Increase the pressure, a photographer like me is going to photograph you trying to figure it out.
Do your homework and practice a bit. The Art of Manliness has tons of great tutorials to help you out. If you get stuck that day, I’ll help you out.
Beyond all the formalwear, your purpose is both to witness and support the bride and groom in their new marriage. You watch and affirm the life-long commitment they are making to one another, and say, “Yes! I think this is a good idea!” Keep your knees unlocked so you can attentively bless and encourage your friends or family as they are getting married. Though it makes a good story, I’d suggest avoiding fainting.
During portraits or other transitions, help the couple by carrying things or offering to help with anything they need. Bring some water, grab a snack, chapstick, or drive the car around.
Many Best Men know their duties include a toast. I’ve seen all sorts. Including one with a sword. Most with laughing, some with crying, and the occasional poorly prepared toast. Do your best to bless the couple and stick to your personality to aid the celebration.
Are you an usher? Ushers usually get off easy or no one knows how to tell you your job. But people want to see, and your job is to escort people to their seats and help them find the best place to sit for their size of party. Perhaps it’s a family with a young child. Place them near an aisle (not the center aisle, if you can), so they can escape if needed. Family? Up close. Large group, help them find the open areas so they can sit together.
Etiquette would encourage you to escort the eldest female by the arm, and her partner or family would follow.
What about during all those pictures? The best groomsmen are respectful of the couple and the photographer and full of fun. Sometimes all the guys have known each other for years, and it’s joyful reunion. Sometimes the groomsmen come from all walks of the groom’s life, so they don’t have long-term camaraderie, and that’s ok, but do your best to break out of your shell and have fun. Listen to the photographer and do your best to listen to their lame jokes to keep you smiling.

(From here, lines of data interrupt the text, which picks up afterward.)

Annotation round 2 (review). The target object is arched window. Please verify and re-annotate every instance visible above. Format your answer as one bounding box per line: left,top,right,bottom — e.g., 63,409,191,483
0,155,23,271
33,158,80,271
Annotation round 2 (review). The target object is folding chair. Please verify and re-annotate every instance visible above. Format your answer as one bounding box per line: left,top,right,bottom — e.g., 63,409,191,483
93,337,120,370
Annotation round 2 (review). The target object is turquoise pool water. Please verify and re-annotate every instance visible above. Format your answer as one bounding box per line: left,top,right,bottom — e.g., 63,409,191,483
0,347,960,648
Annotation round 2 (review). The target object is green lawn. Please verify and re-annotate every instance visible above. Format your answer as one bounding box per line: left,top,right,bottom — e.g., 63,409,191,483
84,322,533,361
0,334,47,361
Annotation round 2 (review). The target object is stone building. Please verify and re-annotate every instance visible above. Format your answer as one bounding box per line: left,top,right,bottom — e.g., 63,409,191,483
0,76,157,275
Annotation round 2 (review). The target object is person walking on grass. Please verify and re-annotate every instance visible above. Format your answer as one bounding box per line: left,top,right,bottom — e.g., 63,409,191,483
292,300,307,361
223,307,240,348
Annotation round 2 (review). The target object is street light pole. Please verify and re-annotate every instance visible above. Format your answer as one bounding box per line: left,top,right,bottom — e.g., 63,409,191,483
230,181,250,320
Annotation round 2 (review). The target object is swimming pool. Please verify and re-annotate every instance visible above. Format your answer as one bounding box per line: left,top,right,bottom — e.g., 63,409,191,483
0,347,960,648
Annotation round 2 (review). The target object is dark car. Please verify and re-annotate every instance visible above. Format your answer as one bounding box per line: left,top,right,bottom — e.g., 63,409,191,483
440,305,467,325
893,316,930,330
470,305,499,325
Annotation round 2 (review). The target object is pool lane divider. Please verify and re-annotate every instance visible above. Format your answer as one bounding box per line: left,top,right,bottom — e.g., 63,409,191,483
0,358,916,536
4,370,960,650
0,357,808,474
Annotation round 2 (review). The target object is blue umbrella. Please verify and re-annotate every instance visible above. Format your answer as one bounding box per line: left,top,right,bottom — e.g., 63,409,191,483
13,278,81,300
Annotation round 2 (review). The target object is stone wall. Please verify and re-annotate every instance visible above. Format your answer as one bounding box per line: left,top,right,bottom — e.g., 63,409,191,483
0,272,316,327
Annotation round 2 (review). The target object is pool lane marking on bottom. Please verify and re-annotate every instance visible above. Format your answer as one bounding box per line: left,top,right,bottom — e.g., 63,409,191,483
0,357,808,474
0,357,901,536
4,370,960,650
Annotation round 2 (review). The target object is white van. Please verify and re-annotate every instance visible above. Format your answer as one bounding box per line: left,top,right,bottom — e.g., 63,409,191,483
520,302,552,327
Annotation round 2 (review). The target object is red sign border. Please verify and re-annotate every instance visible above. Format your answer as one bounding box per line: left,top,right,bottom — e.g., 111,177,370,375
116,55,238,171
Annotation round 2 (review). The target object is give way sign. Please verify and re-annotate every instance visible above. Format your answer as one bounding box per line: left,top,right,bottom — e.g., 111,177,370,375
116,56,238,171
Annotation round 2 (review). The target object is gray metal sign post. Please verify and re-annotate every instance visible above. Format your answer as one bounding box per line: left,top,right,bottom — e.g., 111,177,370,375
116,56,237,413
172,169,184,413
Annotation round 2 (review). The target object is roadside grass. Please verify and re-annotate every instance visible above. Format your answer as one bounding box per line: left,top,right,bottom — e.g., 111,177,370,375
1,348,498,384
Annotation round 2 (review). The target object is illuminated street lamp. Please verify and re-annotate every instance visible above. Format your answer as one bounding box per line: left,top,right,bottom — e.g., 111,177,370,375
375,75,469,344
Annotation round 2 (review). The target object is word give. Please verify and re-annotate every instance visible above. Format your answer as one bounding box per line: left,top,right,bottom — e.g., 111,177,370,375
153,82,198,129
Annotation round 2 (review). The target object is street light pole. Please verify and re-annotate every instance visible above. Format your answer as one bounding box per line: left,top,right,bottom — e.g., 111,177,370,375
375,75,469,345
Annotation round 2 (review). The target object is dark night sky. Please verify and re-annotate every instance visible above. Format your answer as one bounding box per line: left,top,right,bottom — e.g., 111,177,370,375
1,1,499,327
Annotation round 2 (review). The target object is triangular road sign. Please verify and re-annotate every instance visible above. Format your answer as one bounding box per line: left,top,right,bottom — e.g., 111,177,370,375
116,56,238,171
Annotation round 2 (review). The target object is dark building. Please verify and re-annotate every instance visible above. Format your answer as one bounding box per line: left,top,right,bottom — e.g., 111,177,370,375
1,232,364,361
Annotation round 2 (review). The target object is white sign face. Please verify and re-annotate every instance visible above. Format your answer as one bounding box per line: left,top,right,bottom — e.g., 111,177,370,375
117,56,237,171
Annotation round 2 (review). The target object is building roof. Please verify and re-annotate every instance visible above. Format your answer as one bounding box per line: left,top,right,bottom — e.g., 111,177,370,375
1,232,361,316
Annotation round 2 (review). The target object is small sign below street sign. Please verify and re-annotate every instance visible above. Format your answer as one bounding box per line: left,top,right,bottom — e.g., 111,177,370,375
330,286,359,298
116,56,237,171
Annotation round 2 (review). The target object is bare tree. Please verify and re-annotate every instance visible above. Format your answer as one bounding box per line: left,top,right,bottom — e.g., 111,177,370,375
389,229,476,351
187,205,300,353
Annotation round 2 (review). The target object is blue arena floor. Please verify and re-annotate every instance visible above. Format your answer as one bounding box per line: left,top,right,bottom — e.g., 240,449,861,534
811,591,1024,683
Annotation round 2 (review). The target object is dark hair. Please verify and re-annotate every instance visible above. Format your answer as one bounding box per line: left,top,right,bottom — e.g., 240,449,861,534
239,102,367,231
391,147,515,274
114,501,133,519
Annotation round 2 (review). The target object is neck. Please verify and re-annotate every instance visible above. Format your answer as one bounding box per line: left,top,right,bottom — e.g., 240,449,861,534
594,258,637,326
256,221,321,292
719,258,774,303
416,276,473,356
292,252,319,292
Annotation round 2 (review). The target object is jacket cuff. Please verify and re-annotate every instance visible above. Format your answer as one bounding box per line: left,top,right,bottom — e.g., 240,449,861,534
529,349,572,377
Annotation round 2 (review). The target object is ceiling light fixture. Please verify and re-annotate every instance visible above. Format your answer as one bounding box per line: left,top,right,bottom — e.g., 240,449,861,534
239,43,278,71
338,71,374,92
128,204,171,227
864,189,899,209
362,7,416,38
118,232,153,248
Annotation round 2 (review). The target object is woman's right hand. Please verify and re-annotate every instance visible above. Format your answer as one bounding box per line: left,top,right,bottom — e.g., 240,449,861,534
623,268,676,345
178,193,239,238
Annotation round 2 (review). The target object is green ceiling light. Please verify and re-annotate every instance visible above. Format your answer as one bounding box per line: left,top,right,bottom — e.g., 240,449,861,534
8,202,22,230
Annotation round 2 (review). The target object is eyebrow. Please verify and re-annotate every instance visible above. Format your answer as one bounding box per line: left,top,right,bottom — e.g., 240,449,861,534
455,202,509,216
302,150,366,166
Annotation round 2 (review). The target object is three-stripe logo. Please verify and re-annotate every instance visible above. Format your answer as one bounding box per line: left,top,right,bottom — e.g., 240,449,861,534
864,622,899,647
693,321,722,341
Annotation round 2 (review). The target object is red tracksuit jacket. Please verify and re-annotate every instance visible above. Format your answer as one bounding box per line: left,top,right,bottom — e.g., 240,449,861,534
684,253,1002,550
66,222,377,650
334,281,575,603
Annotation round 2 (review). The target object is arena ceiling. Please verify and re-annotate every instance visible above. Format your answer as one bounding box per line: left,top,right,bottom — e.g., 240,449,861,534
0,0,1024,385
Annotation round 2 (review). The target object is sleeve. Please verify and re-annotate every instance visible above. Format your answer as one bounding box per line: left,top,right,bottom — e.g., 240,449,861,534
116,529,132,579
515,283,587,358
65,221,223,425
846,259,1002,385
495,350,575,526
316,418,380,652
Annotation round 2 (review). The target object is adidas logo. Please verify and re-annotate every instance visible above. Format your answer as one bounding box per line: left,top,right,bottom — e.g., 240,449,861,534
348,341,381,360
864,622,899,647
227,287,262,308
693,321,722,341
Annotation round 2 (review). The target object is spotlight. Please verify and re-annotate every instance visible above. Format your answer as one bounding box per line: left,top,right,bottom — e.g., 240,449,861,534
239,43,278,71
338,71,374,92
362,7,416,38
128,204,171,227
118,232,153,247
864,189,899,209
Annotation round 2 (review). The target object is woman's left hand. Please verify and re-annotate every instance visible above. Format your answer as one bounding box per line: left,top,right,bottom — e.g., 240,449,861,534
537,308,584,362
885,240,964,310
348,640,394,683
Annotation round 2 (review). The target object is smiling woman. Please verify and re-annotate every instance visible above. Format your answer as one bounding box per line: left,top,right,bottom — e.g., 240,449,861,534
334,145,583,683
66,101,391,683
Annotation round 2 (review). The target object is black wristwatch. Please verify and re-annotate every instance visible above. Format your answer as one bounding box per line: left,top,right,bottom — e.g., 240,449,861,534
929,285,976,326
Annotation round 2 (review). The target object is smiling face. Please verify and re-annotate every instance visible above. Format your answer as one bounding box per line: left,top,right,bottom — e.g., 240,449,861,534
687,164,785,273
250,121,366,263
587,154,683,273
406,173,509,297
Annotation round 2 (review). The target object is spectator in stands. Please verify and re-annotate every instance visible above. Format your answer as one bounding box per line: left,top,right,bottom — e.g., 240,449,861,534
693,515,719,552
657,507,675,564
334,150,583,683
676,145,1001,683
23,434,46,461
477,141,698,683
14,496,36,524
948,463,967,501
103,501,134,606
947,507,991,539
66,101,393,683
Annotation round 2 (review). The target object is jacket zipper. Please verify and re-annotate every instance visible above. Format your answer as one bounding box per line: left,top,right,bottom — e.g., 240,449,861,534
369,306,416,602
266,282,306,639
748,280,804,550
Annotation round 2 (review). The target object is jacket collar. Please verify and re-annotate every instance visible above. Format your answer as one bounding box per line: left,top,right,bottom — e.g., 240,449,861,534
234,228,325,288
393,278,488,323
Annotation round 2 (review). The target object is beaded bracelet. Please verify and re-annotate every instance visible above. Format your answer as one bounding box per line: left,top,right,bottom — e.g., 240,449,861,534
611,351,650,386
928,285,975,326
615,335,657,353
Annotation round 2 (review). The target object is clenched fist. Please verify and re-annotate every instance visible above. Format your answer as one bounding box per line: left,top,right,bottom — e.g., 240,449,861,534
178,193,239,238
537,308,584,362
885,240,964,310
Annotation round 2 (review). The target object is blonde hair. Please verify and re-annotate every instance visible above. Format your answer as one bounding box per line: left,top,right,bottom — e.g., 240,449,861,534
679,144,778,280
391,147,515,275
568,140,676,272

The photographs will be cleaner and taken faster if you leave your phone and keys in the car or limo. Empty those pockets, please! Same goes for sunglasses unless that’s part of the game-plan.
If you are married, dating, or otherwise connected with a bridesmaid, stick close and you’re likely to be positioned in the photograph with the person you like best. When a photographer is moving fast, group portraits are often done by who is closest or the height that balances the photo the best.